Anti-Representationalism, John Dewey

Some Unfinished Thoughts on Dewey and Anti-Representation

One of the most interesting things to learn from John Dewey is his anti-representational sentiment. Common to all pragmatist thinking is the idea of association and consequence of actions; that is, for instance in aesthetics, the grasping of a piece of art is never an understanding, an attempt to mirror, but an experiencing, an experimentation.

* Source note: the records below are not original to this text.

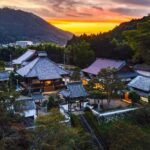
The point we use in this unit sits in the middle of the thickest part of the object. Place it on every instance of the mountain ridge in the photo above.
(19, 25)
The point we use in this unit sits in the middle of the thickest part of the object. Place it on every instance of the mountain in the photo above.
(19, 25)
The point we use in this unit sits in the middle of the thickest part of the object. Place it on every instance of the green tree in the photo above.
(139, 40)
(98, 96)
(149, 99)
(123, 136)
(81, 54)
(134, 96)
(110, 82)
(53, 134)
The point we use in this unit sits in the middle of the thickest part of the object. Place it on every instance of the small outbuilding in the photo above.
(75, 93)
(26, 107)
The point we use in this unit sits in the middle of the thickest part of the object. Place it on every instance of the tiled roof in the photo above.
(142, 67)
(4, 76)
(74, 90)
(24, 105)
(24, 57)
(130, 74)
(101, 63)
(42, 68)
(141, 83)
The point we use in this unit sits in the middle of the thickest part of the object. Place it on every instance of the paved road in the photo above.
(90, 130)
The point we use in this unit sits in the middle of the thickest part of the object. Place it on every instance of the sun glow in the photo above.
(81, 27)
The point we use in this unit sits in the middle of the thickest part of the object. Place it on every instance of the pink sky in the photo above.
(83, 12)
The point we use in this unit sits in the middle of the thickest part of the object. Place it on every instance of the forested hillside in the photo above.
(117, 44)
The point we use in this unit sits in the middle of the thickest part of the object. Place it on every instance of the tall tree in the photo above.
(81, 54)
(110, 82)
(139, 40)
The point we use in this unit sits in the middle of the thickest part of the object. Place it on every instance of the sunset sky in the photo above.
(83, 16)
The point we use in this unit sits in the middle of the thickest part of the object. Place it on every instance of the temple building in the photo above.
(75, 93)
(123, 70)
(42, 75)
(25, 58)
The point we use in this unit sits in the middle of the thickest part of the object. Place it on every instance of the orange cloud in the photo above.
(79, 27)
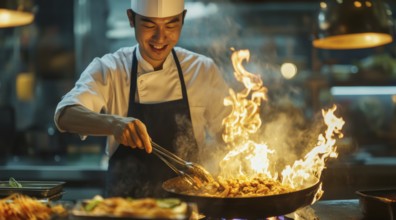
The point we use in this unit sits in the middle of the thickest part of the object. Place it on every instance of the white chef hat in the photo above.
(157, 8)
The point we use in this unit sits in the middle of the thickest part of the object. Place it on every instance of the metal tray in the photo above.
(378, 204)
(37, 189)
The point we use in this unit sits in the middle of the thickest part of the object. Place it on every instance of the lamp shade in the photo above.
(353, 24)
(15, 13)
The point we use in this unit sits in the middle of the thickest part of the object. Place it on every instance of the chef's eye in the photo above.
(148, 26)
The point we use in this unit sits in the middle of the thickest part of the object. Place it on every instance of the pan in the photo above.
(244, 207)
(37, 189)
(378, 203)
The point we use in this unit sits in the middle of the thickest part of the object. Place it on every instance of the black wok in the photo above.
(244, 207)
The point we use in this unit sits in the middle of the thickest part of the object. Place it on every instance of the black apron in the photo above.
(134, 172)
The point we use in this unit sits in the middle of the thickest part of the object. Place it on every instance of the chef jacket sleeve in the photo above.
(91, 91)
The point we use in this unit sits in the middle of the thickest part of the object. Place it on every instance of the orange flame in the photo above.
(249, 158)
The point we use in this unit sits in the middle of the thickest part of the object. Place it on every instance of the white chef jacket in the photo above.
(104, 86)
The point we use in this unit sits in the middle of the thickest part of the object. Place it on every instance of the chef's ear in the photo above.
(131, 17)
(184, 15)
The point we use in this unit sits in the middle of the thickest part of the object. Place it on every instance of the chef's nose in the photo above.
(160, 34)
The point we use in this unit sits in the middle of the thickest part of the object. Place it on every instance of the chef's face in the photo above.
(156, 36)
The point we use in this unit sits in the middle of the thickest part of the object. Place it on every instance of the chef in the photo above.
(152, 91)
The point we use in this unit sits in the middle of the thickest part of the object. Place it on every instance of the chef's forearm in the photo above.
(80, 120)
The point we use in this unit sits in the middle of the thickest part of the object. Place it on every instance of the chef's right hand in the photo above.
(132, 132)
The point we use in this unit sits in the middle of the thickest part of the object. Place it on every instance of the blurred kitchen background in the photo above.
(41, 61)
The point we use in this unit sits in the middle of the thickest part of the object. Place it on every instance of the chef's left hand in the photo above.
(132, 132)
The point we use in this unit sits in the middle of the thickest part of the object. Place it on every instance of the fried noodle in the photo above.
(240, 187)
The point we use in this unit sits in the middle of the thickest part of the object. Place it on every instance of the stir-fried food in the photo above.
(241, 187)
(22, 207)
(138, 208)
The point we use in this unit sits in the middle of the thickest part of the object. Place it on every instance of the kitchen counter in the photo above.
(84, 177)
(334, 209)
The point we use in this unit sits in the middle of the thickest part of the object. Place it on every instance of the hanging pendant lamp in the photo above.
(353, 24)
(15, 13)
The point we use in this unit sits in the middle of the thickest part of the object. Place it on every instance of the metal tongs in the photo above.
(191, 172)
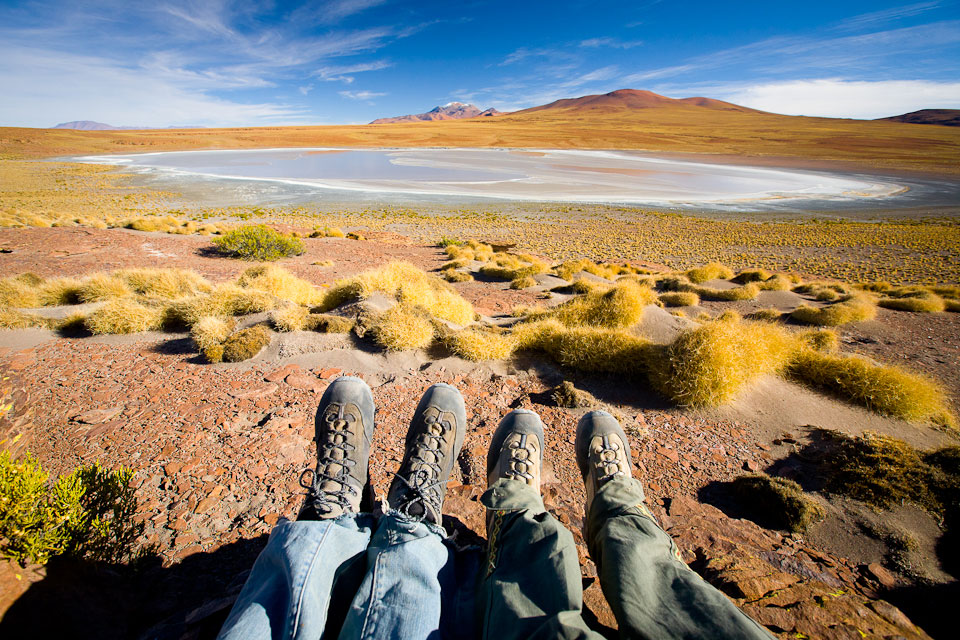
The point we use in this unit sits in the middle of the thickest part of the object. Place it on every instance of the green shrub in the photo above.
(258, 242)
(86, 514)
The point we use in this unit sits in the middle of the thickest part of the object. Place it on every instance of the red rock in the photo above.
(96, 416)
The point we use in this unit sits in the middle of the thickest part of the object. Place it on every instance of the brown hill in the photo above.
(945, 117)
(629, 99)
(451, 111)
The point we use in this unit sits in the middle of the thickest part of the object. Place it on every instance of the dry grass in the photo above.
(679, 299)
(211, 331)
(123, 315)
(766, 315)
(407, 284)
(887, 390)
(619, 306)
(243, 344)
(402, 327)
(710, 365)
(478, 345)
(279, 283)
(712, 271)
(854, 308)
(167, 284)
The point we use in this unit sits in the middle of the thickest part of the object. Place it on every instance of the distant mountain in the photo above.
(630, 99)
(89, 125)
(945, 117)
(450, 111)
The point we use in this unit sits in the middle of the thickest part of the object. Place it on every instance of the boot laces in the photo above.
(424, 484)
(607, 461)
(519, 465)
(333, 464)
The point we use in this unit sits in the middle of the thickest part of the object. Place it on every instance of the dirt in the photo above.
(217, 451)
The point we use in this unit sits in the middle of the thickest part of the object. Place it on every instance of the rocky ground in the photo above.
(218, 451)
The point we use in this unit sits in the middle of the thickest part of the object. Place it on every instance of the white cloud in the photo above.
(837, 98)
(52, 87)
(361, 95)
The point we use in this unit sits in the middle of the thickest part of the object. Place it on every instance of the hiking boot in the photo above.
(433, 442)
(344, 429)
(603, 451)
(516, 449)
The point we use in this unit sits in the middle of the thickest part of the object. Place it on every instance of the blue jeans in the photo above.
(350, 577)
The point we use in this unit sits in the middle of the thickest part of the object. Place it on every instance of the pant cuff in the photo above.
(512, 495)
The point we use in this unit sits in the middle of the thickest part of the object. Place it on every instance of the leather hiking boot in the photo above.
(516, 449)
(344, 429)
(433, 442)
(603, 451)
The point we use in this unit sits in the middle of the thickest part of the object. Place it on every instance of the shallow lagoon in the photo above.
(465, 175)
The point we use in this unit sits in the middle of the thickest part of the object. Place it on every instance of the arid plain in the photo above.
(821, 351)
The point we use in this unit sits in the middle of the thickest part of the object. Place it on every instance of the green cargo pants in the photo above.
(531, 587)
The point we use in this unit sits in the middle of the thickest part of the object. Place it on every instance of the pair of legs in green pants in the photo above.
(531, 585)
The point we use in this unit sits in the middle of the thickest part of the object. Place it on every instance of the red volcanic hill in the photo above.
(628, 99)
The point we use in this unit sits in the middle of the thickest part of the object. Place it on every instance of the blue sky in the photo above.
(226, 63)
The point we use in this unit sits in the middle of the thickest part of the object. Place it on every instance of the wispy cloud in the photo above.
(361, 95)
(612, 43)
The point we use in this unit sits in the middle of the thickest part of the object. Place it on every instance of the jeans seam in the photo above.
(299, 606)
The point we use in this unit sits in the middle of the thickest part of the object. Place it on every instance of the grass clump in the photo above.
(884, 389)
(679, 299)
(279, 283)
(168, 284)
(242, 345)
(258, 242)
(712, 271)
(402, 327)
(616, 307)
(848, 309)
(478, 344)
(407, 284)
(88, 514)
(776, 503)
(211, 331)
(709, 365)
(123, 315)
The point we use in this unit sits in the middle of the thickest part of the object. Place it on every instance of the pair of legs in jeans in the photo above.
(339, 572)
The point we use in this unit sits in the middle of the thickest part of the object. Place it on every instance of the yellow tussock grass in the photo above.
(619, 306)
(401, 328)
(710, 365)
(403, 280)
(712, 271)
(123, 315)
(102, 286)
(210, 331)
(886, 390)
(290, 318)
(168, 284)
(679, 299)
(477, 345)
(849, 309)
(279, 283)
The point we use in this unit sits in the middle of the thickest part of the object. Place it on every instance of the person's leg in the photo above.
(652, 592)
(400, 596)
(531, 586)
(307, 562)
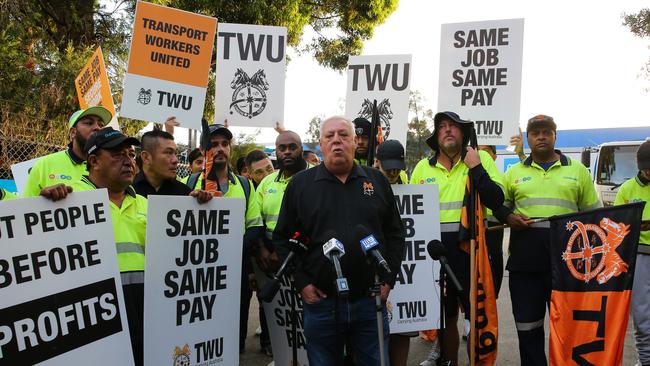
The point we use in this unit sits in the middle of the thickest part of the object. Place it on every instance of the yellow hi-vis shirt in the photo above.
(5, 195)
(565, 187)
(634, 190)
(235, 190)
(451, 184)
(268, 197)
(60, 167)
(129, 228)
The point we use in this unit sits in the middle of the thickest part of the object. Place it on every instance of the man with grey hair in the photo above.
(340, 200)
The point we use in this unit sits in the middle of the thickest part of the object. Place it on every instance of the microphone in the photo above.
(369, 245)
(297, 244)
(334, 250)
(437, 252)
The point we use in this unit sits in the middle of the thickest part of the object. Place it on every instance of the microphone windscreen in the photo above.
(436, 249)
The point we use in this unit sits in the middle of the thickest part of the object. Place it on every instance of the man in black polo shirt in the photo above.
(332, 199)
(159, 163)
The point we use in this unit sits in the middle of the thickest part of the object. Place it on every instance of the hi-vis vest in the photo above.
(268, 197)
(451, 185)
(60, 167)
(129, 228)
(565, 187)
(635, 191)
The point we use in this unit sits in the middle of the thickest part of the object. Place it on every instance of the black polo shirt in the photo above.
(171, 187)
(315, 202)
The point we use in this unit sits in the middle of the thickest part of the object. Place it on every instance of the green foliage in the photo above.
(419, 130)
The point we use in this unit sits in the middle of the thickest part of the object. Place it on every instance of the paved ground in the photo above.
(508, 353)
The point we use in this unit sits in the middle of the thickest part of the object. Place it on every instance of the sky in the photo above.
(580, 64)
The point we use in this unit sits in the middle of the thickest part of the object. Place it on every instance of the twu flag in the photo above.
(592, 263)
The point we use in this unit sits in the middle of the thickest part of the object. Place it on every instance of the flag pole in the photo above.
(473, 267)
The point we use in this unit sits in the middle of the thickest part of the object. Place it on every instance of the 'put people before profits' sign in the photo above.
(480, 76)
(192, 281)
(168, 67)
(61, 300)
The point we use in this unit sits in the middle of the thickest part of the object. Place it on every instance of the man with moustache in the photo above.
(332, 199)
(111, 164)
(546, 183)
(452, 162)
(69, 165)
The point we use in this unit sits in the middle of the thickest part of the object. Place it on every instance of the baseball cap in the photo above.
(465, 126)
(361, 126)
(541, 120)
(98, 111)
(643, 156)
(391, 155)
(219, 129)
(108, 138)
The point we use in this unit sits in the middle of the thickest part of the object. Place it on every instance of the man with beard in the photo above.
(236, 186)
(452, 162)
(547, 183)
(362, 130)
(335, 199)
(111, 165)
(69, 165)
(159, 162)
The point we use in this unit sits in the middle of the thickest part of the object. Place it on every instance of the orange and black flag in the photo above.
(592, 265)
(484, 327)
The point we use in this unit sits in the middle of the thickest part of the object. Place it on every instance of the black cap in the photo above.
(391, 155)
(361, 126)
(541, 120)
(643, 156)
(465, 126)
(108, 138)
(219, 129)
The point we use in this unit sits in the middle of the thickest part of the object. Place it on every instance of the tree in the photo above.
(639, 24)
(313, 131)
(419, 130)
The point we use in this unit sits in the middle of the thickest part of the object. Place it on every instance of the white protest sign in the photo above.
(20, 172)
(169, 61)
(480, 76)
(414, 302)
(61, 300)
(250, 74)
(386, 79)
(192, 281)
(279, 320)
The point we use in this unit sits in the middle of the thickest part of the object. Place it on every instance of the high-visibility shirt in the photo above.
(253, 216)
(5, 195)
(268, 197)
(634, 190)
(60, 167)
(129, 228)
(565, 187)
(451, 184)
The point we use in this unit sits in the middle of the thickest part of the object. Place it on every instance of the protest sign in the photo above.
(480, 76)
(386, 79)
(250, 75)
(414, 302)
(93, 87)
(20, 172)
(192, 281)
(61, 300)
(168, 67)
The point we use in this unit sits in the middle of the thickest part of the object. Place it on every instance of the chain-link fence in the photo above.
(18, 144)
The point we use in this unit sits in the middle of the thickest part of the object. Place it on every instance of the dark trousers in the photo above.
(530, 293)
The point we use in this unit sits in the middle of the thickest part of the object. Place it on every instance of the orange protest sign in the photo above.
(92, 84)
(171, 44)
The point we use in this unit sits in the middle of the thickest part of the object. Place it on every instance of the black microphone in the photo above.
(334, 250)
(297, 244)
(369, 245)
(437, 252)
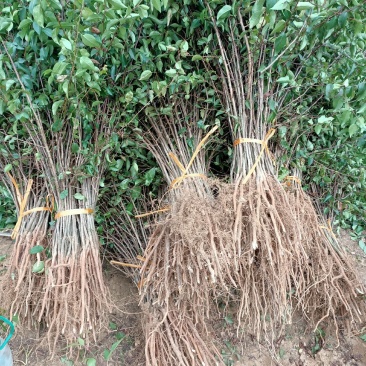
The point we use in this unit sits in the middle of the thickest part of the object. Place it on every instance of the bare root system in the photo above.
(330, 288)
(173, 338)
(187, 263)
(288, 261)
(76, 300)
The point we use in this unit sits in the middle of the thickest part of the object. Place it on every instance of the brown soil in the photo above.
(294, 347)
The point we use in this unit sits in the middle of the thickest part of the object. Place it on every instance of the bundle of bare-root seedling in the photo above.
(125, 236)
(75, 300)
(285, 258)
(23, 284)
(186, 259)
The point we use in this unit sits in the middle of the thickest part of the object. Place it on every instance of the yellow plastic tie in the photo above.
(329, 228)
(23, 203)
(292, 177)
(76, 211)
(255, 141)
(264, 144)
(164, 209)
(183, 169)
(125, 264)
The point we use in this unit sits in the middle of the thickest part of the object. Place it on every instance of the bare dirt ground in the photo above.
(295, 346)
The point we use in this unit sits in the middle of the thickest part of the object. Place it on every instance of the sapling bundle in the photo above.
(186, 259)
(23, 285)
(126, 237)
(271, 236)
(71, 148)
(76, 300)
(336, 292)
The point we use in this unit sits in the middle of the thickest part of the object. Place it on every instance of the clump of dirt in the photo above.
(124, 328)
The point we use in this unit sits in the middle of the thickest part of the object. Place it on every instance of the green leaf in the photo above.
(7, 168)
(38, 15)
(36, 249)
(57, 125)
(279, 26)
(305, 6)
(224, 12)
(317, 129)
(74, 148)
(91, 362)
(149, 176)
(284, 79)
(362, 245)
(352, 129)
(9, 83)
(55, 106)
(112, 326)
(65, 43)
(145, 75)
(87, 63)
(256, 13)
(90, 41)
(171, 72)
(280, 43)
(38, 267)
(136, 192)
(55, 4)
(64, 194)
(118, 5)
(79, 196)
(280, 5)
(342, 20)
(157, 5)
(196, 58)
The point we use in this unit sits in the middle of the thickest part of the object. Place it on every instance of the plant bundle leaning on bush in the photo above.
(285, 255)
(186, 259)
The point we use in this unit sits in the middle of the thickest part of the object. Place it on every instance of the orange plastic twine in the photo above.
(164, 209)
(177, 181)
(22, 201)
(329, 228)
(75, 211)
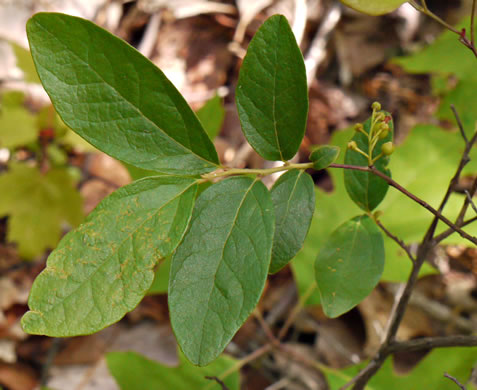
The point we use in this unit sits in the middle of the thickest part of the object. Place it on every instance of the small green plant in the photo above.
(38, 191)
(225, 241)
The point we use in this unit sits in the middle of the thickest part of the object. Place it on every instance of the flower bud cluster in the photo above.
(379, 130)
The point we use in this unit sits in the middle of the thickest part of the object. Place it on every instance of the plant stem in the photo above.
(470, 44)
(226, 171)
(472, 24)
(396, 239)
(298, 307)
(433, 342)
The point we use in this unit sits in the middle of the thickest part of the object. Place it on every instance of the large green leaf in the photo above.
(374, 7)
(101, 270)
(219, 270)
(17, 124)
(294, 198)
(135, 372)
(349, 265)
(37, 204)
(272, 95)
(115, 98)
(25, 63)
(366, 189)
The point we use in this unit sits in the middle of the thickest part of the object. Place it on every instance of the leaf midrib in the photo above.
(232, 225)
(107, 258)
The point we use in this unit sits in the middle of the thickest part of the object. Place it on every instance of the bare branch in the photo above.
(433, 342)
(400, 188)
(459, 123)
(397, 240)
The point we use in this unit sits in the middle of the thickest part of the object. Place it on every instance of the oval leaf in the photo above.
(219, 270)
(324, 155)
(364, 188)
(349, 265)
(374, 7)
(136, 372)
(102, 270)
(272, 95)
(115, 98)
(294, 198)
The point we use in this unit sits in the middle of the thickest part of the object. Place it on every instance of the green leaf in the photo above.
(135, 372)
(374, 7)
(37, 204)
(426, 177)
(446, 55)
(429, 373)
(349, 265)
(323, 156)
(115, 98)
(25, 63)
(161, 277)
(364, 188)
(294, 198)
(17, 124)
(272, 95)
(101, 270)
(464, 97)
(219, 270)
(212, 115)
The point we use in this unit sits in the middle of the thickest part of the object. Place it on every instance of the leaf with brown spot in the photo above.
(101, 270)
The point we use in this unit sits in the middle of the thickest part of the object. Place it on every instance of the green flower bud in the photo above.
(376, 106)
(387, 148)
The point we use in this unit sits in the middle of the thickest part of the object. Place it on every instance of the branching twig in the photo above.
(459, 124)
(469, 43)
(462, 387)
(426, 246)
(400, 188)
(433, 342)
(448, 232)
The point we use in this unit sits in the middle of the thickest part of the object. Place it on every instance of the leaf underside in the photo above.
(115, 98)
(101, 270)
(219, 270)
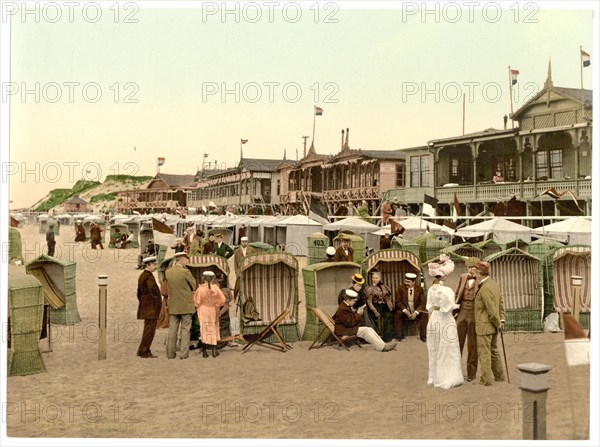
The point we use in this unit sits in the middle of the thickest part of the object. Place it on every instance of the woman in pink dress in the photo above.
(209, 298)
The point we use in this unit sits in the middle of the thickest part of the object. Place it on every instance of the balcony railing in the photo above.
(522, 190)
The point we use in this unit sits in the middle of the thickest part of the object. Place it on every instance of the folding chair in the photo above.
(269, 330)
(329, 325)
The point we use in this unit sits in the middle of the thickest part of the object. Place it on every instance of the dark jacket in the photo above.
(346, 320)
(148, 296)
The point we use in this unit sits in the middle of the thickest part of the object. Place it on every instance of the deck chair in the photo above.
(329, 325)
(253, 339)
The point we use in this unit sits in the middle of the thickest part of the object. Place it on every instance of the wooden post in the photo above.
(534, 392)
(102, 308)
(576, 282)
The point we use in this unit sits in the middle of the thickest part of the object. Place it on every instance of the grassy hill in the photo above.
(100, 196)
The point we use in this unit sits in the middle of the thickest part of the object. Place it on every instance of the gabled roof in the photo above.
(582, 97)
(176, 180)
(76, 200)
(490, 132)
(260, 164)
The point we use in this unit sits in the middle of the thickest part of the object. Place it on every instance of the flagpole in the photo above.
(581, 66)
(512, 123)
(314, 122)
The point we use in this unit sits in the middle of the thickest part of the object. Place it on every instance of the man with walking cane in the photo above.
(489, 321)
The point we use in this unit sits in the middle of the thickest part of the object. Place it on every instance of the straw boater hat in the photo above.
(149, 260)
(444, 267)
(483, 267)
(472, 261)
(351, 293)
(358, 279)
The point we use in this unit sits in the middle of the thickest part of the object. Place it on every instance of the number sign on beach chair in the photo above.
(329, 325)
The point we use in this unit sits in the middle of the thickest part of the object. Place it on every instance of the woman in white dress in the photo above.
(445, 369)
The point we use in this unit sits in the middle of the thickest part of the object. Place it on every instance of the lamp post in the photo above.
(102, 284)
(534, 392)
(576, 282)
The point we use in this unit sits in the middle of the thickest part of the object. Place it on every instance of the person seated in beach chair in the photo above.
(347, 321)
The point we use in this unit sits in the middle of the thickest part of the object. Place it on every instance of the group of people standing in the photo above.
(185, 298)
(473, 315)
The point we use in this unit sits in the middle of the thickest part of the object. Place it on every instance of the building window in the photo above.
(549, 164)
(400, 175)
(454, 168)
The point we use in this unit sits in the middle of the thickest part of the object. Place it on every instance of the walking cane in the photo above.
(504, 352)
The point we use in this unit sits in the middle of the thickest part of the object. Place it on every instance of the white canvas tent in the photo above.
(573, 231)
(501, 231)
(293, 231)
(357, 226)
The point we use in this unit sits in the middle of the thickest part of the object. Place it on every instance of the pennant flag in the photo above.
(577, 344)
(456, 211)
(429, 205)
(552, 192)
(585, 59)
(162, 233)
(513, 76)
(396, 227)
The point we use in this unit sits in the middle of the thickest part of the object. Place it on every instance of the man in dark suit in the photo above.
(347, 321)
(489, 320)
(150, 301)
(221, 248)
(410, 305)
(344, 253)
(465, 321)
(181, 305)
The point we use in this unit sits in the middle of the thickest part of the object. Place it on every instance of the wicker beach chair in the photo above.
(329, 325)
(271, 329)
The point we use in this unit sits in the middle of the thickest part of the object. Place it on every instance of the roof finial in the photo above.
(549, 83)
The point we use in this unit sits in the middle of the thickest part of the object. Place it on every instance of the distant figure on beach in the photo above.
(150, 302)
(50, 240)
(344, 253)
(96, 236)
(80, 232)
(445, 370)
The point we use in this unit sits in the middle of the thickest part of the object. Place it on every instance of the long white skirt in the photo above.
(445, 370)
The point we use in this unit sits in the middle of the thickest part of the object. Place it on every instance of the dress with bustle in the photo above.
(445, 370)
(208, 301)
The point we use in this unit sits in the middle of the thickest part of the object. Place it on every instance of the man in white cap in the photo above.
(347, 322)
(410, 306)
(150, 301)
(181, 305)
(330, 253)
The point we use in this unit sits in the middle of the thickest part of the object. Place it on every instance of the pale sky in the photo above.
(395, 76)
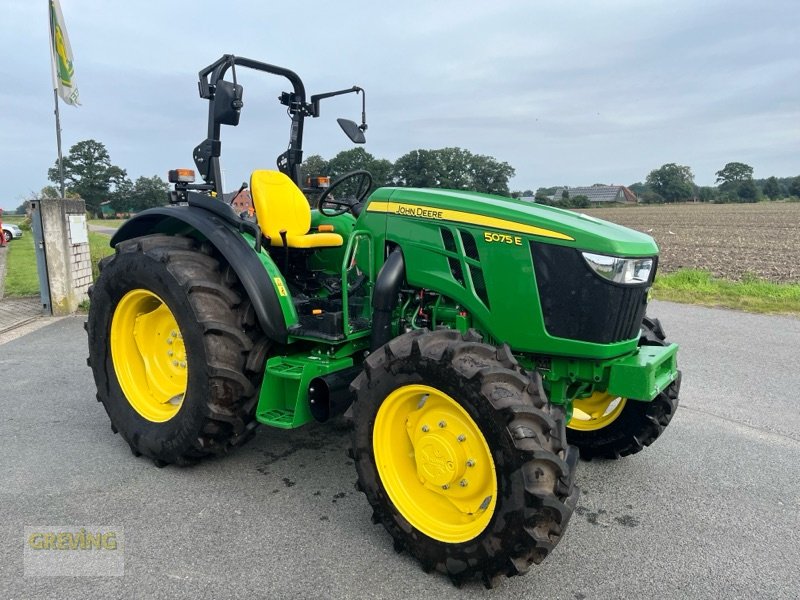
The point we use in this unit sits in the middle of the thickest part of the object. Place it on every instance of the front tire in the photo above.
(462, 458)
(174, 349)
(604, 426)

Moreover, in his political philosophy, Dewey manifest a similar distrust in representation through politics. Publics, for him arising as the (negative) consequence of the acting of others – both humans and non-humans, in a sense – are not to be ‘taken up’ by politics, only to be given a voice later on. It is rather a question of experimenting with not yet known publics. Publics here are the counterpart of issues; new technologies, scientific insights taken outside of the laboratory etc. That is, the complexity of these issues and publics does always go beyond the political grasp and politics, therefore, will not succeed in mirroring, or representing what it grasps of it. Politics, then, will be a question of intervention, an experimental intervention at that. With this, it loses representation and gains performation (sic.) Pragmatism, in this sense, is itself not able to loose ideology; for to claim that there are, in essence, neutral interventions seems strange from a pragmatic stance. That is, a politics, a theory, an experiment always only exist in its consequence and if an intervention were neutral, its consequences would, consequently, be neutral too. Which is, indeed, strange. So the issue then becomes to re-invent politics after representationalism, and on the verge of a performative experimentation. The new sense of ideology, now in its consequences and not in its initial stance remains as an horizon when we want to think along with Dewey in this time. Which also means – and this seems at first rather anti-pragmatist –  to resist the ‘iron rule of practice’ when it comes down to contemporary politics, for practice is not only a beginning, but also a consequence of thought.